Warrant Officer Charles E. West eased the helicopter down, down, down into a tiny crease in the treetops, hiding everything from "the enemy" over the hill except a big-eyed turret sticking up above the whirling rotor blades. This put us in position for the kill.
The turret with the big eyes, called E.T. after the movie character, could see over the trees even though we could not. Its heat-seeking gadgetry sensed a simulated tank and projected it on a screen in the cockpit. It took only some moves of a control stick and the pushing of buttons to lock the helicopter's radar on the target.

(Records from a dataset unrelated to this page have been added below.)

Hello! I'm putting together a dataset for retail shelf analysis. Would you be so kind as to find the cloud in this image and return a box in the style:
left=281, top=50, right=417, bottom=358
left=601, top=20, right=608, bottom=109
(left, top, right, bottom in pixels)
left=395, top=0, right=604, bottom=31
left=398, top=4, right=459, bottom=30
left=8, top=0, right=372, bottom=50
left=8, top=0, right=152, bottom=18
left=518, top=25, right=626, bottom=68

In a war, West would send a laser beam from his OH58D AHIP (Army Helicopter Improvement Program) aircraft to the tank target. Behind West, and farther out of range of enemy ground fire, the Army's new AH64 Apache attack helicopter would fire a Hellfire antitank missile into the laser beam. The missile would follow the beam to the tank, blowing it up.
The Army is training helicopter pilots in these one-two-punch tactics in the belief that they would stop Soviet tanks. The concept hinges on the assumption that helicopters hidden in the treetops could not be seen and could thus escape deadly ground fire.
The Army put a visitor in an Apache at night to demonstrate how well this helicopter can see in the dark. By looking through a lens the size of a monocle attached to a $12,500 helmet, one of the most sophisticated in the world, the pilot and gunner in the Apache could see the clear profiles of armored vehicles invisible to the naked eye. The heat given off was sensed by the Apache's infrared gear and transformed into an image on the cockpit scope.
As in the OH58D, working the stick and punching buttons locked the radar on the target. The next step would be sending out the laser beam and firing the antitank missile. "Apache is different than most helicopters," Warrant Officer Randy F. Dyer, an instructor pilot, said during the night flight. Because it has so much sophisticated detection, navigation and firing gadgetry, he said, "We had to take these aviators and make them system managers."
Maj. Gen. Ellis D. Parker, commander of the Army Aviation Center here, said that in this era of smart weapons, "anything that can be seen can be hit, and anything that can be hit can be killed at unprecedented ranges."
What the Army is doing at Rucker, said Brig. Gen. Rudolph Ostovich III, Parker's deputy, is teaching helicopter pilots how to use the smart weaponry on the modern battlefield and live to tell about it. "The helicopter gives us the ability to break friction with the ground," Ostovich said. "We're no longer confined to the vulnerability of the muddy trail."